Older workers on age pension face brutal 77 per cent tax rate
The super and pension system is littered with unfair tax rules. Perhaps the biggest is penalising older Australians for working, especially as more of them start retiring with debt.
Alarmingly, sky-high tax rates are not rare. The report, carried out by the fintech group Retirement Essentials, reveals single pensioners earning between $20,000 and $70,000 in employment income routinely face effective marginal tax rates well over 50 per cent, with rates sometimes exceeding 77 per cent.
Put simply, older Australians are penalised for working later in life. That penalty comes in the form of a two-pronged squeeze: higher taxes on the one hand, and a reduced access to the age pension on the other.
Jeremy Duffield, a former managing director at Vanguard and director of Retirement Essentials, puts it this way: “The situation creates a powerful disincentive for older Australians to supplement their retirement income and contribute to the workforce”.
As Duffield explains, the issue has always been a black spot in the tax system, but in recent years, the problem has expanded far beyond earlier expectations as the economic fundamentals of older Australians change beyond recognition.
Twenty years ago, 70 per cent of women and half of all men between 60 and 64 had fully retired. The latest figures (which are already two years old) show the level of retirement activity has fallen to 41 per cent of men and 27 per cent of women.
There are two key factors behind this change.
The first is that there’s a growing number of Australians who want to keep working longer. This is heavily underpinned by changes in the number of women staying in the workforce for longer. The change is also linked with the lift in the pension age to 67. That change came about ahead of the curve because, according to the Australian Bureau of Statistics, the expected retirement age of Australian men only recently climbed to 67, and for women, it is now 65.3.
Second, there’s a growing portion of the population who must keep working for longer. This is a key cohort in the numbers and represents the people those punitive tax rates will pinch hardest. Many of these older Australians who need to work for longer are those who still have mortgages. Over the last two decades, the number of retirees who are renting has doubled. Retiring with a mortgage used to be rare, but today, half of all Australians who are retiring do so with substantial levels of household debt.
But if older Australians within either of these two substantial groups wish to work for longer, why must they be hit with crazy-high tax rates?
An extra sting in the tail is that encountering this level of tax late in life will do very little to help people get anywhere close to that ‘super nirvana’ of the comfortable retirement as defined by the Association of Superannuation Funds of Australia. This calculation is wide open for debate, but AFSA estimates a comfortable retirement requires $75,000 per annum for a couple, or $53,000 for a single person. Only about one third of Australians retiring now can match this number. It’s a figure based on people owning their own home when they retire.
Back in 2023, an Actuaries Institute paper by Andrew Gale and Stephen Huppert argued the three pillars of retirement funding – the age pension, compulsory superannuation, and voluntary savings – should be expanded to better promote additional income sources retirees can draw on.

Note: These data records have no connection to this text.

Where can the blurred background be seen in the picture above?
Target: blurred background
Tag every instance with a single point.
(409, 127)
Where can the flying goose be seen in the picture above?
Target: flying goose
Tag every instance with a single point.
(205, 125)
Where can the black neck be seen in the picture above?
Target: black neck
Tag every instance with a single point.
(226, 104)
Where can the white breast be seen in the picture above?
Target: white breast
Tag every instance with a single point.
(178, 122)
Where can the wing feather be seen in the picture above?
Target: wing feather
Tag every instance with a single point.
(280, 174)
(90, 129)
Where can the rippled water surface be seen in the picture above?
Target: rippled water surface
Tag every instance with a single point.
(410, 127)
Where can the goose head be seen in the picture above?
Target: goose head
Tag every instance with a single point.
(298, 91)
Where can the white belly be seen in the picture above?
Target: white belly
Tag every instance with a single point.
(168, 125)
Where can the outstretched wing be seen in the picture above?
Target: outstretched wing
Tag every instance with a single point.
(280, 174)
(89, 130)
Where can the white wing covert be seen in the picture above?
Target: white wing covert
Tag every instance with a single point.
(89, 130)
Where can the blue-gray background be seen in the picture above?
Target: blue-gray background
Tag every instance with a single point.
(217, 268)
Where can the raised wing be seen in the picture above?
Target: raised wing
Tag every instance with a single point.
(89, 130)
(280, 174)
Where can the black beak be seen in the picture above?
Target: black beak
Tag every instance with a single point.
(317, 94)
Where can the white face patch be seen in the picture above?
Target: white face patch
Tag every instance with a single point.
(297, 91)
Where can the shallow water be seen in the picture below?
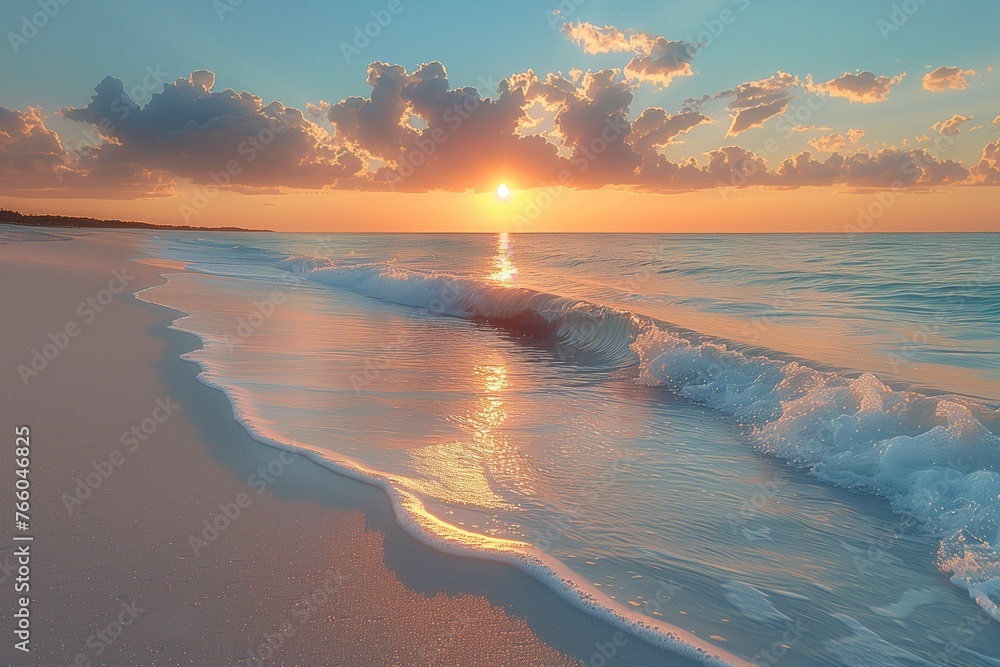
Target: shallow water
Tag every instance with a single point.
(785, 445)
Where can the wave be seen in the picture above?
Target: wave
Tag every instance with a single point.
(936, 459)
(412, 517)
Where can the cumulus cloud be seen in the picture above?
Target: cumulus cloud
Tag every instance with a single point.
(951, 127)
(192, 132)
(755, 102)
(947, 78)
(34, 162)
(889, 168)
(416, 131)
(433, 136)
(834, 142)
(657, 60)
(864, 87)
(987, 172)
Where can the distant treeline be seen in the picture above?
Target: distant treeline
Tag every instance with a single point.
(16, 218)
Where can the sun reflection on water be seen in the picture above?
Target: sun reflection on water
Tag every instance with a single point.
(477, 470)
(504, 271)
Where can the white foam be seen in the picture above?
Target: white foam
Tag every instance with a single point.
(930, 456)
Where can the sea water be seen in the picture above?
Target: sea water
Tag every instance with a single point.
(785, 446)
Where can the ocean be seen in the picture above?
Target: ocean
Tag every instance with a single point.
(785, 446)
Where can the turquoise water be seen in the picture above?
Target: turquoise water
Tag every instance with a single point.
(786, 446)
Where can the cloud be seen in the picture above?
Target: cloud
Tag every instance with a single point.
(864, 87)
(951, 127)
(26, 145)
(192, 132)
(35, 163)
(432, 136)
(834, 142)
(987, 172)
(655, 129)
(889, 168)
(657, 60)
(947, 78)
(415, 131)
(755, 102)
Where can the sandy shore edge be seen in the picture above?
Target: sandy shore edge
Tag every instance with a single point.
(393, 600)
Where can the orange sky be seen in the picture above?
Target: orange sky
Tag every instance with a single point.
(560, 210)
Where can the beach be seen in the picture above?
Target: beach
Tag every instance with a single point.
(290, 449)
(309, 569)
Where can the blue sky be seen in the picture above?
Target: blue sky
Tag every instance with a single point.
(294, 53)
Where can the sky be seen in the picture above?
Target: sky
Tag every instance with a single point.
(402, 115)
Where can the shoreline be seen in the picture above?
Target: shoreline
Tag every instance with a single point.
(411, 518)
(682, 647)
(129, 542)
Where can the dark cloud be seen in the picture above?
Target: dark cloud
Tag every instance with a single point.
(192, 132)
(755, 102)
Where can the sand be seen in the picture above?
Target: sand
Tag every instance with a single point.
(309, 568)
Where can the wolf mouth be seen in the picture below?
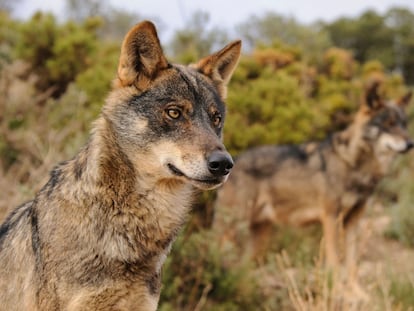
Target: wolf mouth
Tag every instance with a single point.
(179, 173)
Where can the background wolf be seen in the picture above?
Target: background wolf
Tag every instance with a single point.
(95, 237)
(328, 181)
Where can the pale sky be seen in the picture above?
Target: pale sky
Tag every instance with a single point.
(228, 13)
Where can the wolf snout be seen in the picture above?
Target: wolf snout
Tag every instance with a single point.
(219, 163)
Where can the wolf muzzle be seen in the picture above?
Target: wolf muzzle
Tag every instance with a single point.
(219, 163)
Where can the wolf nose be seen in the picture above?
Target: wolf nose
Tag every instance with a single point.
(219, 163)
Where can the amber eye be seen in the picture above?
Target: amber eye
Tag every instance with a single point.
(216, 120)
(173, 113)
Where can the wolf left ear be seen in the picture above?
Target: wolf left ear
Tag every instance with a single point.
(220, 66)
(141, 57)
(405, 100)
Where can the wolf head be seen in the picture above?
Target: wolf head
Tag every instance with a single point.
(168, 119)
(378, 132)
(387, 124)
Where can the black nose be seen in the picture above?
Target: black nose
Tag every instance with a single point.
(219, 163)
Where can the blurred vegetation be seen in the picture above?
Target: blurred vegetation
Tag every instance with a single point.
(294, 83)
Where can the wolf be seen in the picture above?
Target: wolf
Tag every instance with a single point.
(96, 235)
(327, 182)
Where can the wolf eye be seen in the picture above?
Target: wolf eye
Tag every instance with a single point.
(173, 113)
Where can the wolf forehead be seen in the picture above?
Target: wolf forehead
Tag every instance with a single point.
(180, 84)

This could include salaries and wages from part-time work, or accessing income from equity in the family home or other property if they can and wish to do so.
“Nobody else is paying these rates,” Duffield says.
“The government has to lower the taper rate (the rate at which pension access is reduced as a person’s wealth or income increases). Older people need an incentive to work. With current arrangements, I struggle to see why some people even bother.”
The interlinked super and pension system is littered with unfair tax rules. For example, unlawful drawdowns from super are also taxed at punitive rates, should you get your numbers wrong.
Also, if you are taking a transition-to-retirement strategy but remain on the books of your old employer, make sure you have indeed met a condition of release, or onerous penalties may be imposed.
But the biggest issue in the system is that older Australians should not be penalised for working longer. This is a perverse disincentive.
Hopefully, fresh awareness of the issue may lead to change. Meanwhile, you might take care to work very carefully within the rules as an older Australian because one small mistake can be costly.
Most important of all, if you start making anything more than $11,800 a year, watch out, because from that point onwards, you are moving towards an absurdly high tax band.

It’s hard to believe that older Australians struggling with lifelong mortgages and rising inflation can face effective marginal tax rates of more than 70 per cent, but that’s a key finding from work recently sponsored by industry super fund Hesta.